The Roku 4's 4K performance is comparable to what we've seen from streaming 4K videos on better smart TVs and 4K-enabled streamers, such as the Amazon Fire TV. Images looked sharp, with excellent detail and clarity.
However, there is one difference between the Roku 4 and the Amazon Fire TV: The Roku 4 has HDMI 2.0 inputs, where the Amazon Fire has HDMI 1.4. What this means is that the Roku 4 can support 60-frame-per-second videos when they become available, and it's possible that Roku might be able to update the player to support high dynamic range (HDR) content—which requires HDMI 2.0a—at some later date. This is something the Fire TV won’t be able to do, and Apple TV doesn't have 4K support at all.

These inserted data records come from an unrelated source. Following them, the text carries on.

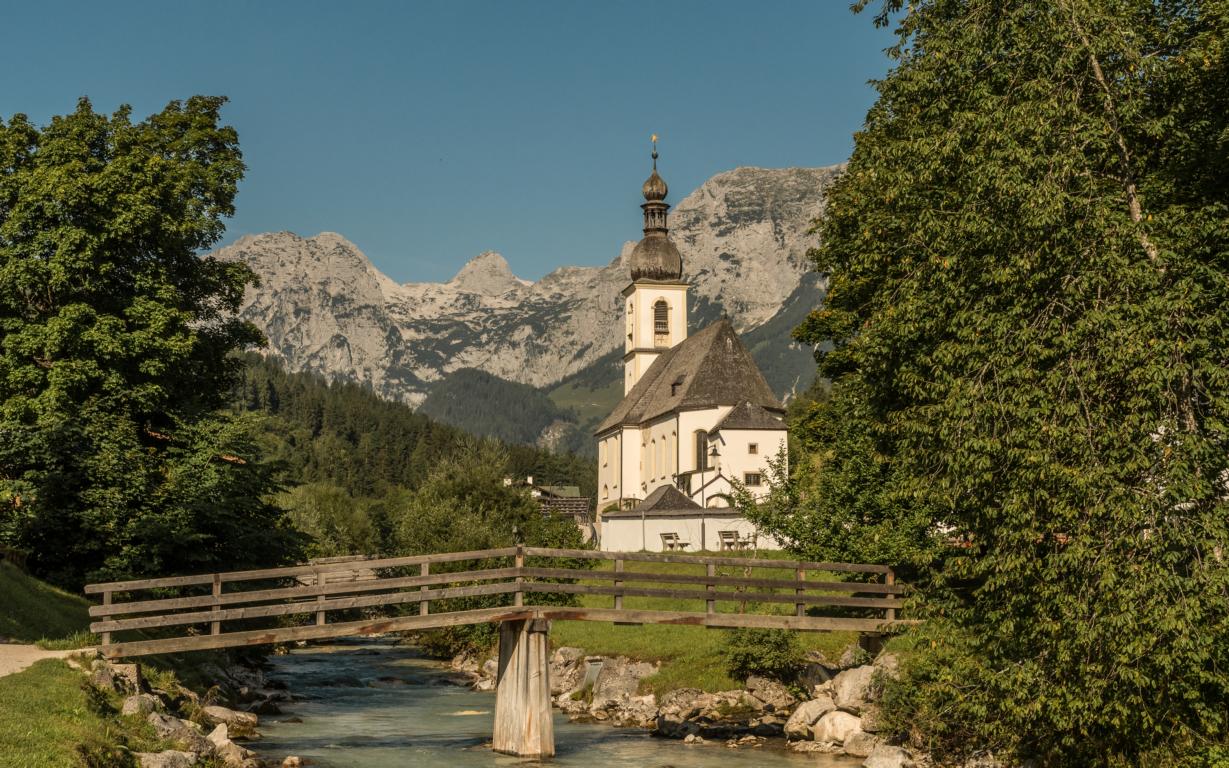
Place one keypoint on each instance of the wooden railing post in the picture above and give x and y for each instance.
(519, 597)
(710, 605)
(890, 580)
(618, 584)
(799, 608)
(320, 599)
(106, 601)
(215, 627)
(423, 607)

We expect the Roku 4 to match the performance of the high-scoring Roku 3 when our full evaluations of all the new players are completed. But for $30 less, we think the Roku 3 will likely remain the better deal for many would-be streamers, especially since the player's software will be updated to OS7. You'll just have to keep better track of the remote.
But consider the Roku 4 if your current UHD TV doesn't support some of the 4K streaming services offered on that device, or if you think you'll be buying a 4K set in the future that might lack streaming capability. So far, this speedy, easy-to-use, and content-rich device is our top choice for a 4K-enabled streaming player.